Rio de Janeiro, 15 de Setembro de 2026

Segundo Lula, Brasil quer parceria política e comercial com a China

Quarta, 12 de Maio de 2004 às 00:09, por: CdB

O presidente Luiz Inácio Lula da Silva disse que vai desembarcar em Pequim no próximo dia 22 'com o time máximo', um grupo de oito ministros e mais Antonio Palocci, que vai se integrar à comitiva na passagem por Xangai, durante encontro do Banco Mundial, e mais cinco governadores que terão oportunidade de mostrar o que seus Estados têm a oferecer a investidores chineses.

Durante entrevista aos jornalistas que o acompanharão na viagem, Lula repetiu várias vezes que sua expectativa é a deque sejam feitos importantes negócios para o Brasil, mas destacou que a visita tem grande importância do ponto de vista político e também comercial.

- Vamos entrar em campo como nossa seleção máxima, nosso time máximo, para que nem a gente ganhe, mas também não deixe a China ganhar - brincou o presidente, que foi rapidamente emendado pelo chanceler Celso Amorim, que afirmou:

- Para que o Brasil ganhe e a China ganhe também - disse.

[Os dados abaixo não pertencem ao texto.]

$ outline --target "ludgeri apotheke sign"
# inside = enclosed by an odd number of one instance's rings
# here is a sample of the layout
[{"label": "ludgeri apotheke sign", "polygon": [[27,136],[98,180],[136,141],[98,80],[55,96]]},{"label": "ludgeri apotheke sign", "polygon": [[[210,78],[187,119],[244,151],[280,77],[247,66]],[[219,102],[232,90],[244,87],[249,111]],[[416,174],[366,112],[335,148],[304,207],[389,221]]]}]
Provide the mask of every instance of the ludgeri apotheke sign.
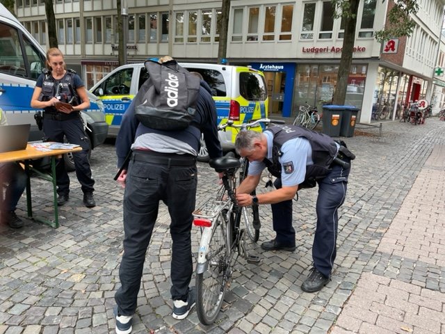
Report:
[{"label": "ludgeri apotheke sign", "polygon": [[[343,47],[302,47],[302,51],[305,54],[339,54],[341,52]],[[365,47],[354,47],[354,52],[364,52],[366,51]]]}]

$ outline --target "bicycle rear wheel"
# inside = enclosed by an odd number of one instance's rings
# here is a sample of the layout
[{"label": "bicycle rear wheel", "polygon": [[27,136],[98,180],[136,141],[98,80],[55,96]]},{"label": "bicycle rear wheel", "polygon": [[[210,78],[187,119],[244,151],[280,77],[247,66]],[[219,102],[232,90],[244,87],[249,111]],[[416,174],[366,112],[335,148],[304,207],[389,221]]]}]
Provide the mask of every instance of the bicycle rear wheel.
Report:
[{"label": "bicycle rear wheel", "polygon": [[230,271],[226,223],[220,214],[213,221],[216,225],[209,242],[205,271],[196,275],[196,312],[200,321],[211,324],[222,305]]}]

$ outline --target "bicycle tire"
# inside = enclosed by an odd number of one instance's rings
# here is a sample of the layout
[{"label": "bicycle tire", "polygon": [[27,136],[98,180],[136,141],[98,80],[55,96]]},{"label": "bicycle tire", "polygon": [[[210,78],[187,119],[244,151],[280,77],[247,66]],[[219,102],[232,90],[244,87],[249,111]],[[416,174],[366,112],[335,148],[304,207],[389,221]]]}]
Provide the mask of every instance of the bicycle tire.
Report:
[{"label": "bicycle tire", "polygon": [[214,221],[217,224],[209,242],[206,256],[207,267],[197,273],[196,285],[196,312],[201,323],[211,325],[219,314],[226,292],[228,272],[230,270],[229,245],[226,223],[222,214]]},{"label": "bicycle tire", "polygon": [[312,113],[312,115],[311,115],[310,126],[308,126],[308,128],[313,130],[315,129],[315,127],[317,126],[318,122],[320,122],[320,115],[318,115],[318,113]]}]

Durante a conversa, que durou mais de uma hora, o presidente Lula tentou fumar uma cigarrilha, mas desistiu:

- Dizem que presidente da República não pode fumar - afirmou ele ao secretário de Imprensa, Ricardo Kotcho, enquanto afastava o cinzeiro.

Lula destacou a importância de acordos comerciais com os chineses, observando que a China é hoje o terceiro mais importante parceiro comercial do Brasil, o primeiro da Ásia, tendo suplantado o Japão. Do ponto de vista político, o presidente disse que os dois países têm pontos de vista semelhantes quanto à ação perante às Nações Unidas e também à Organização Mundial do Comércio (OMC), onde os dois países querem discutir a questão dos subsídios a produtos agrícolas.

- Há uma variedade enorme de produtos em que podemos nos entender com a China. Desde a soja até o software, do satélite ao aço, das ferrovias ao petróleo - complementou o chanceler Celso Amorim.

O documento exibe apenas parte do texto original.